Il nuovo libro di Aldo Maria Valli si può riassumere con una semplice proporzione matematica. Come l’“Utopia” di San Tommaso Moro sta all’Inghilterra del XVI secolo, o “Il Padrone del Mondo” di Benson sta all’umanitarismo socialista e massonico del secolo scorso (e anche di quello in corso), così “Come la Chiesa finì” (casa editrice Liberilibri), del vaticanista del TG1, sta alla Chiesa Cattolica di domani.
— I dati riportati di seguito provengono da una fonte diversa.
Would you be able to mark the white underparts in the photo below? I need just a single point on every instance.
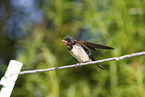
(79, 53)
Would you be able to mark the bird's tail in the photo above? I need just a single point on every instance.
(100, 66)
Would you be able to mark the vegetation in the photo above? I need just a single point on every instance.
(36, 42)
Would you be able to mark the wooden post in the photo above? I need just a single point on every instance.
(8, 80)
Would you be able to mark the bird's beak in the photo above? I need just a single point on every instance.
(65, 42)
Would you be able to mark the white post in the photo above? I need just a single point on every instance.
(8, 80)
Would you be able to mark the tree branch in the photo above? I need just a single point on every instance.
(81, 64)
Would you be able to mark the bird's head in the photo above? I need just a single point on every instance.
(68, 40)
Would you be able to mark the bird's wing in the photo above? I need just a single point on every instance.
(93, 46)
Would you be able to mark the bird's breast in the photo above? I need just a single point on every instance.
(79, 53)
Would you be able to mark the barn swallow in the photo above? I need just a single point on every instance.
(81, 49)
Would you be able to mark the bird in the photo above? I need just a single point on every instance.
(81, 49)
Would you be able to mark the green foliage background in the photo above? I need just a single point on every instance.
(119, 24)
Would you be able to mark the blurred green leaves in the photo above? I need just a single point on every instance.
(119, 24)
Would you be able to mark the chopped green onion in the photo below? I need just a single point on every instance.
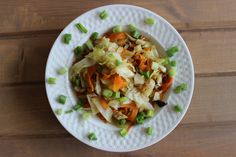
(94, 36)
(123, 132)
(92, 136)
(150, 113)
(89, 44)
(146, 74)
(79, 51)
(150, 21)
(149, 131)
(140, 118)
(85, 115)
(58, 111)
(177, 108)
(136, 34)
(132, 27)
(52, 80)
(172, 51)
(117, 29)
(180, 88)
(81, 28)
(122, 121)
(68, 111)
(62, 71)
(172, 72)
(62, 99)
(123, 99)
(117, 62)
(116, 95)
(103, 15)
(107, 93)
(172, 63)
(67, 38)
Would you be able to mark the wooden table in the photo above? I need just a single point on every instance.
(27, 32)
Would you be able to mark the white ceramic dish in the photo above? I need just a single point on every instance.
(108, 138)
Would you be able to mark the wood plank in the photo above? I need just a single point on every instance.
(31, 15)
(191, 141)
(23, 59)
(25, 110)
Attraverso una satira sferzante («all’ironia e al gusto per il paradosso»), un linguaggio semplice e futuristico ma lontano da visioni millenaristiche, Valli “profetizza” il «futuro della Chiesa, una Chiesa che, dimentica del Vangelo e impegnata a inseguire il mondo, nel folle tentativo di rendersi più amichevole e attraente, più dialogante e accogliente, meno arcigna e dottrinale, finisce col tradire se stessa e si consegna nelle mani dei dominatori di turno, tiranni senza volto che aboliscono la libertà innalzando il vessillo dell’amore. Di qui il titolo, Come la Chiesa finì. Ben sapendo però che proprio la fine segnerà un nuovo inizio».
Il testo si apre con una profezia del già Papa Benedetto XVI, quella relativa alla graduale perdita della fede nel mondo occidentale e al conseguente ridimensionamento della Chiesa, che diventerà una sorta “di resto d’Israele”.
L’incipit che utilizza Valli è formidabile.
«Nel Mondo Finalmente Unificato l’umanità vive sotto un regime planetario, guidato da un’entità misteriosa e totalitaria: Coloro che Amano. Le informazioni viaggiano velocissime attraverso la Grande Rete Cosmica, ma non c’è libertà. Il regime controlla tutto. Niente e nessuno può incrinare l’imperturbabilità delle coscienze. Le religioni non esistono più. Al loro posto ce n’è una sola: la Nuova Religione Universale, l’unica riconosciuta e consentita da Coloro che Amano. Tre parole – Unità, Uniformità e Universalità – compongono la cosiddetta Triplice Corona, simbolo dell’Impero. La storia dell’umanità è stata riscritta in modo funzionale alla nuova visione del mondo. Ma ecco che un uomo, che si presenta come il Cantore Cieco, rivela che non tutti si sono uniformati».
Queste poche righe permettono di comprendere come si articolerà il racconto e destano così tanto l’attenzione del lettore che difficilmente si staccherà dal testo prima di averlo completato in un paio d’ore di piacevole lettura.
Nella finzione letteraria il Cantore Cieco è colui che racconta, come unico testimone, le tappe della scomparsa del cattolicesimo.
«Il Cantore Cieco affida a un memoriale il racconto delle vicende che hanno condotto al disastro. Rivolgendosi a un ipotetico lettore, getta nel mare del futuro una bottiglia. Dentro c’è un messaggio che, forse, può dire qualcosa anche a noi».
Risultano godibilissimi i nomi dei documenti pontifici contenuti nel capitolo intitolato “Le tappe verso la dissoluzione” (da Francesco II fino ad arrivare al pontificato di Francesco XXX, l’ultimo papa), con annesso “Elenco dei documenti citati”, così come sono drammaticamente spassosi i testi del “Neosillabo”, il “Superdogma del Dialogo” e il “Vocabolario della Chiesa Accogliente”.
Non anticipiamo altro, ma invitiamo senza dubbio alla lettura del testo, una buona riflessione letteraria sulle reali sciagure dottrinali che possono arrivare dal reale adeguamento della forma, della sostanza e delle istanze della religione cattolica allo “spirito del tempo”.
Per la “cronaca”, a dispetto delle apparenze, la Chiesa non finirà. La Chiesa sopravviverà. La fede non si dissolverà.
Parola di un «non più giovane e ormai minato nel fisico ma […] non nella mente e nel cuore, da anni vivo rinchiuso in un vecchio monastero nelle Isole Solovki».